Para ulama sepakat bahwa meninggalkan shalat
termasuk dosa besar yang lebih besar dari dosa besar lainnya
Ibnu Qayyim Al Jauziyah –rahimahullah- mengatakan, “Kaum muslimin
bersepakat bahwa meninggalkan shalat lima waktu dengan sengaja adalah dosa
besar yang paling besar dan dosanya lebih besar dari dosa membunuh, merampas
harta orang lain, berzina, mencuri, dan minum minuman keras. Orang yang
meninggalkannya akan mendapat hukuman dan kemurkaan Allah serta mendapatkan
kehinaan di dunia dan akhirat.” (Ash Sholah, hal. 7)
Dinukil oleh Adz Dzahabi dalam Al Kaba’ir, Ibnu Hazm –rahimahullah-
berkata, “Tidak ada dosa setelah kejelekan yang paling besar daripada dosa
meninggalkan shalat hingga keluar waktunya dan membunuh seorang mukmin tanpa
alasan yang bisa dibenarkan.” (Al Kaba’ir, hal. 25)
Adz Dzahabi –rahimahullah- juga mengatakan, “Orang yang
mengakhirkan shalat hingga keluar waktunya termasuk pelaku dosa besar. Dan yang
meninggalkan shalat secara keseluruhan -yaitu satu shalat saja- dianggap
seperti orang yang berzina dan mencuri. Karena meninggalkan shalat atau luput
darinya termasuk dosa besar. Oleh karena itu, orang yang meninggalkannya sampai
berkali-kali termasuk pelaku dosa besar sampai dia bertaubat. Sesungguhnya
orang yang meninggalkan shalat termasuk orang yang merugi, celaka dan termasuk
orang mujrim (yang berbuat dosa).” (Al Kaba’ir, hal. 26-27)
Apakah orang yang meninggalkan shalat, kafir alias bukan muslim?
Dalam point sebelumnya telah dijelaskan, para ulama bersepakat bahwa
meninggalkan shalat termasuk dosa besar bahkan lebih besar dari dosa berzina
dan mencuri. Mereka tidak berselisih pendapat dalam masalah ini.
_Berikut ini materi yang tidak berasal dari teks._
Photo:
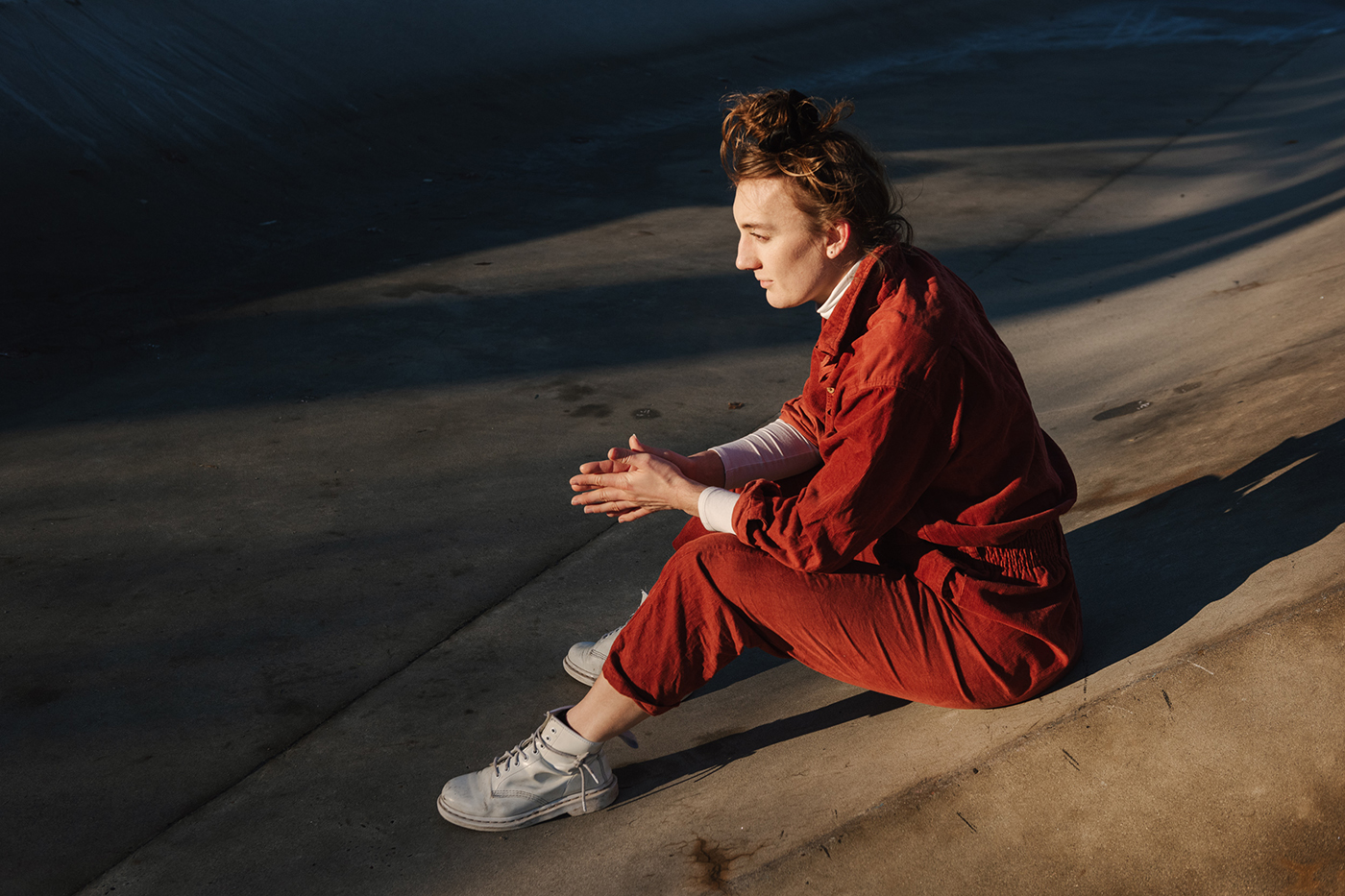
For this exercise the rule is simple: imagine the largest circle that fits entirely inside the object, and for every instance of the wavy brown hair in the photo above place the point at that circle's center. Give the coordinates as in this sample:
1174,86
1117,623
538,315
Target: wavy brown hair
783,133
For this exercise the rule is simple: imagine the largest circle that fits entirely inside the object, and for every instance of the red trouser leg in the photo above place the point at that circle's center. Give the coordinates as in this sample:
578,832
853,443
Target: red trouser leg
863,624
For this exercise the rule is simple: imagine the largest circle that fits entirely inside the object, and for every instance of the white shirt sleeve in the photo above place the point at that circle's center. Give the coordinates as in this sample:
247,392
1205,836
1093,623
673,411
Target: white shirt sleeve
773,451
716,509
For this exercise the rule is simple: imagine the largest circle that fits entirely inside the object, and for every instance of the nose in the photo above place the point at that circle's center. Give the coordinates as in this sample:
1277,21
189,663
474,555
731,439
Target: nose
746,258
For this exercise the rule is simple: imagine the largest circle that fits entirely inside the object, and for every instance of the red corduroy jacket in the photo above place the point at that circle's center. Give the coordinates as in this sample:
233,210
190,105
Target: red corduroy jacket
930,447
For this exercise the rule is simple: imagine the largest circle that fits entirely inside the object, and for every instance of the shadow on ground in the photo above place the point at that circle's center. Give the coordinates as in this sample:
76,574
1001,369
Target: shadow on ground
1143,573
702,761
1146,570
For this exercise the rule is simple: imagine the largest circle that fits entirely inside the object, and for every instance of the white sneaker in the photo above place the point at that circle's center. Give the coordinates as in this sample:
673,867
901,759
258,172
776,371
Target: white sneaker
551,772
585,660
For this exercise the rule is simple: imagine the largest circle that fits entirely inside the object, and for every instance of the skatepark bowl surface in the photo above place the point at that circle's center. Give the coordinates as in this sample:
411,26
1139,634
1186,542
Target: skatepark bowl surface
311,309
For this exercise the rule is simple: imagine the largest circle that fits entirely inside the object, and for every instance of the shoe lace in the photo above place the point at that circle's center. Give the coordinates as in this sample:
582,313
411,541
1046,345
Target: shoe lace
515,755
534,742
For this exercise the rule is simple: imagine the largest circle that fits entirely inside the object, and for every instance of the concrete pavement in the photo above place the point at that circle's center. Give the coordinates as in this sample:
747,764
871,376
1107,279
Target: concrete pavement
282,556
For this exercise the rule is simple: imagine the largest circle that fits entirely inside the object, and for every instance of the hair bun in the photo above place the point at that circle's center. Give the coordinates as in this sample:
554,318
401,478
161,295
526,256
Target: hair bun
800,123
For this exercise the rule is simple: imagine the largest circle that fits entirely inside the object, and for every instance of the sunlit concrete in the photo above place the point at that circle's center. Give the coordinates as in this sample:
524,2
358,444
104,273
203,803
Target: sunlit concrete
288,540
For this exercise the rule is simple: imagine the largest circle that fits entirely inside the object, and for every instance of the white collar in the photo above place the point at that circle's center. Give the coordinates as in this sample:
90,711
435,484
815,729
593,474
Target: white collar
834,299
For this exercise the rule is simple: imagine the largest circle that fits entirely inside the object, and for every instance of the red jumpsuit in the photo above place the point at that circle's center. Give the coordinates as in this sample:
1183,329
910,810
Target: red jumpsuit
921,559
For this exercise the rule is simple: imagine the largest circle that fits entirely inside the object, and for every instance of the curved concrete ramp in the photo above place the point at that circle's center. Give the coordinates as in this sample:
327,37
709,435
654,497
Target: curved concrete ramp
282,449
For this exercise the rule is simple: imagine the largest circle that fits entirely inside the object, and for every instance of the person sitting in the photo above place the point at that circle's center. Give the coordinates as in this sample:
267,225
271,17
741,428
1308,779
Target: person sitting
897,526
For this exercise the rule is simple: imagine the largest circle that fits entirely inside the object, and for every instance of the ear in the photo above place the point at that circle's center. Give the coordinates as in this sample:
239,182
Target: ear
837,238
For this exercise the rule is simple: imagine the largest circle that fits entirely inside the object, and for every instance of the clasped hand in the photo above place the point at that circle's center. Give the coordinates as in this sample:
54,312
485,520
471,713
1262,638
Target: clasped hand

Namun, yang
menjadi masalah selanjutnya, apakah orang yang meninggalkan shalat masih muslim
ataukah telah kafir?
Asy Syaukani -rahimahullah- mengatakan bahwa tidak ada beda
pendapat di antara kaum muslimin tentang kafirnya orang yang meninggalkan
shalat karena mengingkari kewajibannya. Namun apabila meninggalkan shalat
karena malas dan tetap meyakini shalat lima waktu itu wajib -sebagaimana
kondisi sebagian besar kaum muslimin saat ini-, maka dalam hal ini ada
perbedaan pendapat (Lihat Nailul Author, 1/369).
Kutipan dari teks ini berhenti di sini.